Rain in The Ardennes

Cooper, Spa-Francorchamps, Jochen Rindt, John Surtees, klemcoll

The Belgian Grand Prix took place on the super-fast old Spa-Francorchamps circuit on June 12, 1966. It was both exciting and terrifying. Here is Jochen Rindt in a works-entered V12-engined Cooper-Maserati 81, braking on the approach to the La Source hairpin after heavy rain with the Ferrari 312 of John Surtees following in the spray. Rindt led a total of 19 of the 28 laps, taking the lead on lap four, recovering after the rainswept first lap crashes which had eliminated nine of the 16 starters and had very nearly eliminated him as well.
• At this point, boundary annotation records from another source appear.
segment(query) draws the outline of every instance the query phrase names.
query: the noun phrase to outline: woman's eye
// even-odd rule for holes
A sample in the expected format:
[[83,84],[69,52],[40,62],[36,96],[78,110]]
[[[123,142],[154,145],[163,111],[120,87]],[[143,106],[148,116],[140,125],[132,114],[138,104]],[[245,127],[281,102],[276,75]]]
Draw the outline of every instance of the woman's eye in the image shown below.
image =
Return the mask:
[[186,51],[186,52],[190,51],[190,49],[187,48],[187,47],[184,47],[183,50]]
Rindt had started in the middle of the front row between John Surtees’ Ferrari and Jackie Stewart’s BRM. He was also involved in the lap one mayhem, caused by heavy rain at both Burnenville and, later, at Masta. At Masta he had had a total loss of control and a huge series of spins without going off the road or hitting anything, and being able to continue. Not so the others. Clark, in the Lotus 33 with two liter Climax had his engine fail not long after the start. Surtees, with the latest Dunlop wet weather tires had the lead, but at Burnenville Joachim Bonnier (Cooper), Mike Spence (Lotus), Bob Bondurant (BRM), Josef Siffert (Cooper), Denis Hulme (Brabham) and Graham Hill (BRM) all went off.
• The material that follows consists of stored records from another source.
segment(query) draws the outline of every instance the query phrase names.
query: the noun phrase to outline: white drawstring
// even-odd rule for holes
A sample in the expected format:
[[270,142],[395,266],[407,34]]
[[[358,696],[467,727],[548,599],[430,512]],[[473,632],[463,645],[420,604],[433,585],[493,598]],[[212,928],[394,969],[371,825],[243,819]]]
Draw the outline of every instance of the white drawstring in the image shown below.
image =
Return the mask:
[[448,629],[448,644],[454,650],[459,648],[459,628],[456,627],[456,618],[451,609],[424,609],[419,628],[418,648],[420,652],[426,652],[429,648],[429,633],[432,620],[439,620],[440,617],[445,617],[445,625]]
At Masta Rindt was second driving in Surtees’ wheel tracks when it all went wrong. While he was spinning, Stewart did as well and collided with a post, trapping him in his car which was leaking fuel. Both Hill and Bondurant had got going again after their Burnenville “offs” but spun off again at Masta, Bondurant rolling into a ditch, and went to assist and extricate the injured Stewart. Other than Surtees and Rindt, the only runners after the first lap were Lorenzo Bandini with a 2.4 liter Ferrari V6, Jack Brabham (Brabham), Richie Ginther (Cooper), Guy Ligier (Cooper) and Dan Gurney (Eagle-Climax). Phil Hill had observed the carnage from the McLaren he was driving as a camera car for John Frankenheimer’s Grand Prix and stopped at the end of lap one. Stewart’s near death experience probably incentivized him for his subsequent F1 safety crusade.

Soon Rindt got by the Ferrari and bravely held the lead from Surtees in the continuing rain until his limited slip unit began to fail as the track dried out. This slowed Rindt and allowed Surtees to come by and establish a lead of 42 seconds over the Austrian’s Cooper in the last five laps, Bandini finishing a lap down in third.